= Houseboats in New York City =

New Yorkers have lived on houseboats since the 19th century, docking across several boroughs. Historically, houseboat dwellers were typically men who worked on barges in the Hudson River. Since the 1940s, houseboat inhabitants have mostly chosen to live aboard for pleasure. Boats offer cheap housing, good views, and privacy. In 1999, it was estimated to be several hundred houseboats in New York City.

== Newtown Creek ==
Several houseboats are docked on the Newtown Creek. These include the MV Schamonchi, a former Martha's Vineyard Ferry that ended up in Brooklyn when it was decommissioned and sold in 2005. The Schamonchi served as a squat and a party space, and owners paid to dock it at 190 Morgan. Other boats are rented out to tenants. Most boats are docked on city land, without a marina, so owners do not pay to park their boat. Boat dwellers have faced eviction several times from the city's Small Business Services Department and the Transportation Department.

== Hudson River ==
The 79th Street Boat Basin is a marina on the Upper West Side of Manhattan. People have lived there since the 1960s, when the Parks Department leased the marina to third-party management companies, who allowed for live-aboards. In the 1970s, rents were about $200 per month. The 1990s brought disputes between boat dwellers and the city, which resumed management in 1989. It was home to roughly 60 people when the marina closed in 2021 for renovation.

In the 1990s, the Floating Neutrinos junk raft Town Hall was anchored off Pier 25.

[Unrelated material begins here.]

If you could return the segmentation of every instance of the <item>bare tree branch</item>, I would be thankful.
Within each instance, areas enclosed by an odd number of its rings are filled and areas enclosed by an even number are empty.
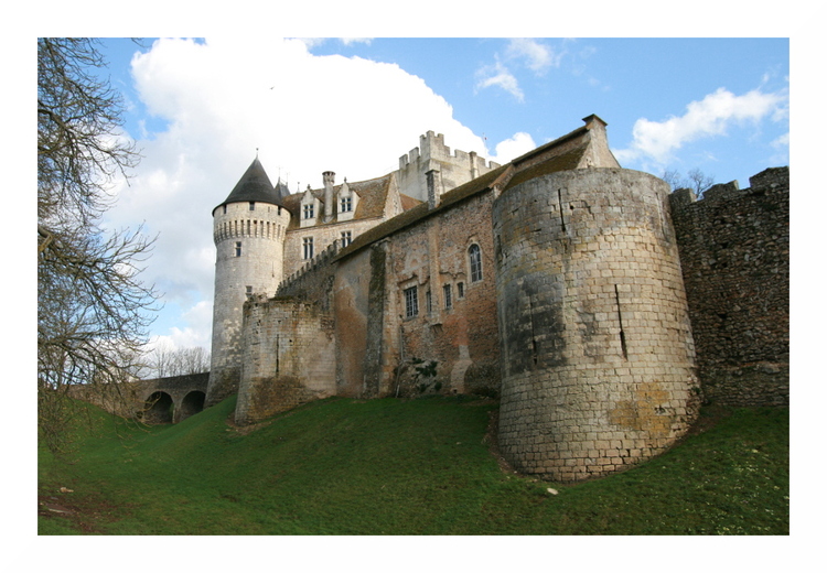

Houseboats are also located at the Newport Marina in Jersey City.

== Rockaways ==
Rockaway, Queens, is also a popular place for docking houseboats. Chef Ben Sargent had a houseboat there which was sunk by renters. Marina 59 allows overnight stays but not full-time habitation. This marina was the site of the Boatel, a popular boat hotel that ran for several years before closing after Hurricane Sandy.

== Other houseboat locations ==
City Island in the Bronx is also a location for houseboat dwellers. Great Kills Harbor in Staten Island is another marina where people live on boats. Inwood was home to two sites of houseboats: on the Harlem River near 207th St, and along the Spuyten Duyvil Creek near Inwood Hill.

== Prison ships ==
Prisoners have lived on ships throughout New York City's history, including American prisoners of war held by British ships during the Revolutionary War, commemorated by the Prison Ship Martyrs' Monument in Fort Greene Park. Currently the Vernon C. Bain Correctional Center, a floating jail barge, is docked near Rikers Island.